C’est le moment d’aller voir les chevaux. Aujourd’hui, Francine est admirative d’André, atteint de la maladie de Parkinson. "André a établi un lien de confiance. Il se rend compte qu’il peut quitter son déambulateur et tourner autour du cheval en s’appuyant dessus. Cela maintient sa motricité" se réjouit l’animatrice. Quant à "Jo" la professionnelle des chevaux, "c’est son domaine. Elle nous a appris plein de choses."

"On s’inspire de la méthodologie de l’humanitude", explique Carine. Les activités proposées par l’Ehpad Bon Air sont "individualisées" et "basées sur l’histoire de vie", précise la directrice. "Même s’ils ont une pathologie aujourd’hui, il ne faut pas oublier qui ils ont été". L’Ehpad propose également des visites dans des musées ou encore, des "séjours vacances" de plusieurs jours, en Soule. "Extra muros, les capacités des résidents sont autres" révèle Carine. "L’objectif, c’est qu’ils continuent d’être acteurs de leur vie".

Auprès des chevaux, les résidents exercent leur motricité. © Bob EDME

Problème sociétal

La directrice recherche avant tout "l’ouverture" vers d’autres professionnels, une façon aussi de "mixer les regards sur la vieillesse". Pour elle, son travail relève du "militantisme, pour faire valoir les droits des personnes âgées et leur dignité". Elle-même étant cavalière, l’amitié avec Ludovic existait déjà. "C’est un défi", admet le directeur d’Urkodea. "Mais c’est ni insurmontable ni inintéressant, dans cette société où on met les vieux de côté...". Une forme d’engagement qui demande de "faire tomber les barrières" et de "prendre des risques" reconnaît Carine.

Seule ombre au tableau : le manque de moyens. L’Ehpad associative, financée par le Conseil départemental et l’agence régionale de santé, a vu son budget amputé de 25 000 euros ces trois dernières années. "Le travail de prévention n’est pas valorisé.

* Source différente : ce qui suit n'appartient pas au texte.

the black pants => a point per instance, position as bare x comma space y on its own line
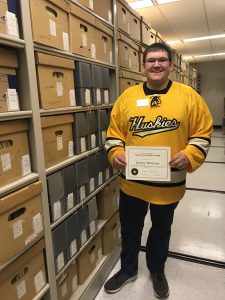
132, 214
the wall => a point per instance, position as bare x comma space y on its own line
213, 87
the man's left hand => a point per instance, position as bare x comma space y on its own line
179, 161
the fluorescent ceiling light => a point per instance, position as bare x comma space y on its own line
174, 42
187, 57
166, 1
141, 4
206, 55
202, 38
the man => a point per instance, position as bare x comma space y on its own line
157, 113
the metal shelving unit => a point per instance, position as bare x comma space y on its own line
30, 110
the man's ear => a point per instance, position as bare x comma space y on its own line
143, 68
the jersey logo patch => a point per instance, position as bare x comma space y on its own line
142, 129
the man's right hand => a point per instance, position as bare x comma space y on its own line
119, 161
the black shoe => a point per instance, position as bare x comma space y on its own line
117, 281
160, 285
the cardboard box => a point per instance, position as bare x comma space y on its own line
103, 9
108, 201
128, 53
67, 282
55, 81
82, 226
100, 8
89, 36
135, 25
82, 32
20, 220
50, 23
128, 79
14, 151
123, 16
69, 181
59, 240
148, 34
25, 277
103, 37
111, 234
8, 81
57, 138
89, 258
56, 196
73, 234
92, 213
8, 18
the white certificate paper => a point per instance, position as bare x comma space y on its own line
148, 163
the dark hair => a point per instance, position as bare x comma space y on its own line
156, 47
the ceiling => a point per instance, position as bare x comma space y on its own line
187, 19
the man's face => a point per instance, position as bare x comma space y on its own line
157, 71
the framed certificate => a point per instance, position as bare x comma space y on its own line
148, 163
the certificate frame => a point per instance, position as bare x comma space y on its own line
148, 163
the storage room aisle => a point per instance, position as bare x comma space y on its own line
196, 265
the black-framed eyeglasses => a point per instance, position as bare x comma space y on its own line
159, 60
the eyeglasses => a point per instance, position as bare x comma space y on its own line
159, 60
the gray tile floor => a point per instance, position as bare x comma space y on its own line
198, 230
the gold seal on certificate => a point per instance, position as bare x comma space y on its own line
148, 163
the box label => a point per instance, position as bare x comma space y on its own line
82, 192
110, 57
92, 257
21, 289
74, 283
92, 185
83, 144
93, 141
110, 16
6, 162
73, 247
37, 223
70, 201
83, 237
84, 39
39, 281
106, 96
17, 229
52, 27
93, 51
100, 178
92, 227
11, 24
87, 96
25, 164
98, 94
60, 261
59, 141
103, 136
70, 148
99, 255
57, 210
91, 4
59, 89
64, 290
12, 100
65, 38
72, 98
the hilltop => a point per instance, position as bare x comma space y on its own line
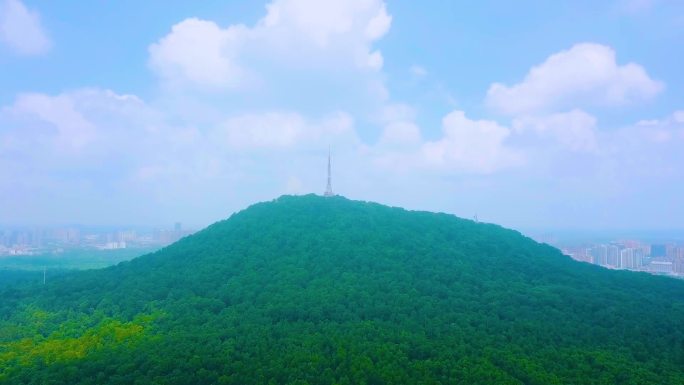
314, 290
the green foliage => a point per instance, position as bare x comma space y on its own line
312, 290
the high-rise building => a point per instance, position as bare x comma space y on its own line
658, 250
328, 189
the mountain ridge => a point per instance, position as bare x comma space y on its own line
326, 290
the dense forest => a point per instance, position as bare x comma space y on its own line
313, 290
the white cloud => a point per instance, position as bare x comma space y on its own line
71, 129
470, 145
585, 74
466, 146
574, 130
200, 52
21, 29
400, 134
300, 33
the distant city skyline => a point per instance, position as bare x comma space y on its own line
532, 115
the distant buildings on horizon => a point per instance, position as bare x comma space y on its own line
54, 240
658, 258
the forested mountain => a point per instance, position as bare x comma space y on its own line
313, 290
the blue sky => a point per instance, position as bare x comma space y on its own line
531, 114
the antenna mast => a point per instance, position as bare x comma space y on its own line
328, 189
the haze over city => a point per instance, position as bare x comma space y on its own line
532, 115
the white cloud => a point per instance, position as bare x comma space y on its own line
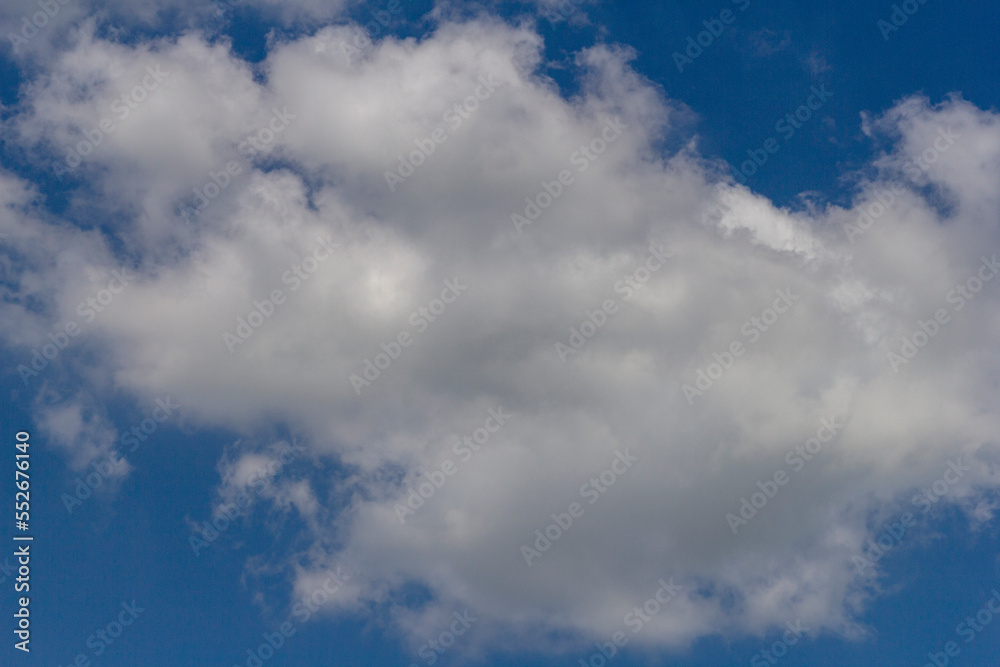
495, 345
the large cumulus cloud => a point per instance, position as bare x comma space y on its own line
850, 299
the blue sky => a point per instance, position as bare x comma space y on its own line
359, 446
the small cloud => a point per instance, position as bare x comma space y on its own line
817, 64
767, 42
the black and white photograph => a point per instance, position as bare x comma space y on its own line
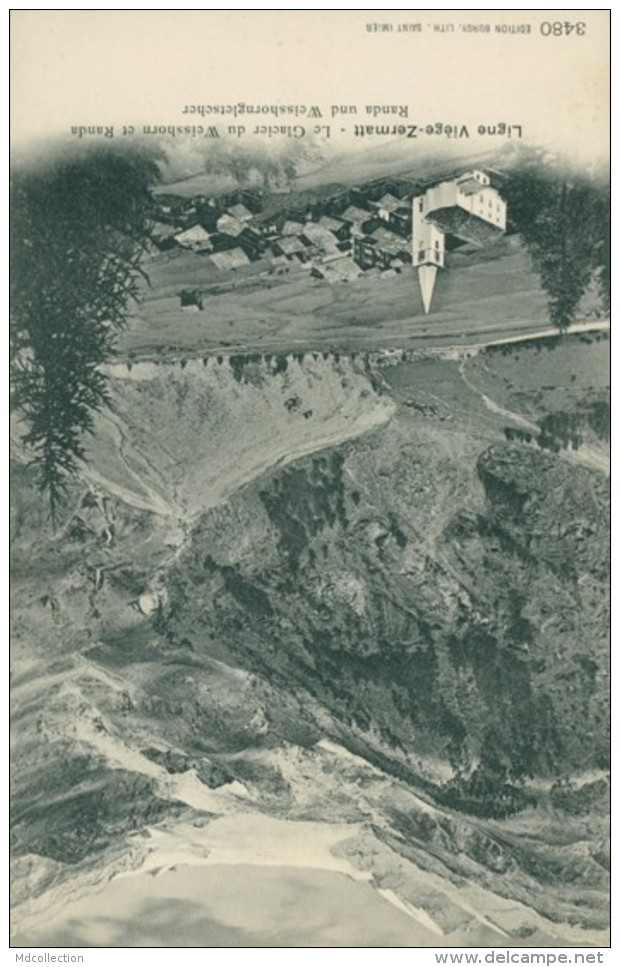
310, 535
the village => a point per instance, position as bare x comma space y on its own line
379, 229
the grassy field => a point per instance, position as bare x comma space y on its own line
252, 310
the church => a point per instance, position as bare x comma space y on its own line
467, 208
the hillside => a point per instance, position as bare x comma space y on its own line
320, 623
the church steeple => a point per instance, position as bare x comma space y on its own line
426, 278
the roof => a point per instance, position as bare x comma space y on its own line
390, 202
290, 244
471, 187
162, 230
232, 258
388, 242
456, 221
292, 228
341, 270
355, 214
229, 225
194, 237
241, 212
331, 224
320, 236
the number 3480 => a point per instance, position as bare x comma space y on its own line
562, 28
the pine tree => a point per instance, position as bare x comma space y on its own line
561, 218
78, 231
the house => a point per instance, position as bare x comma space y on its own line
229, 259
162, 235
197, 239
360, 220
340, 270
290, 227
339, 229
229, 225
394, 212
319, 236
240, 212
251, 242
390, 243
368, 255
292, 246
466, 207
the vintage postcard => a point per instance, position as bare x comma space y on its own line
310, 455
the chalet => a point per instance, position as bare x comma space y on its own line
360, 219
162, 235
240, 212
391, 244
230, 259
251, 242
466, 207
320, 237
197, 239
339, 229
290, 227
340, 270
292, 246
250, 198
368, 255
229, 225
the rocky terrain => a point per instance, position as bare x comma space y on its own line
348, 595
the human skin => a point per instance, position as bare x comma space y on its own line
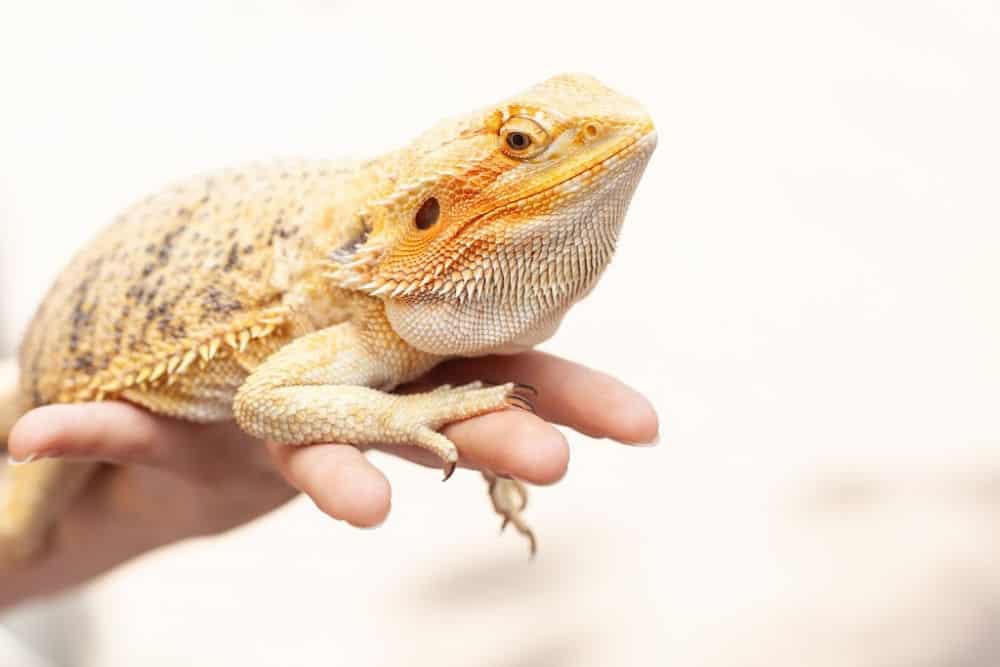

Ce qui est valorisé, c’est la dépendance" regrette la directrice. Autrement dit, plus un résident perd de son autonomie, plus les Ehpad reçoivent de subventions. Or à Bon Air, les équipes mettent l’accent sur la "verticalité", c’est-à-dire le maintien des personnes debout. "Notre boulot, c’est celui-là. Cela pose un problème éthique, philosophique", s’inquiète Carine Iribarren. "La perte de sens est très facile. C’est un vrai problème sociétal."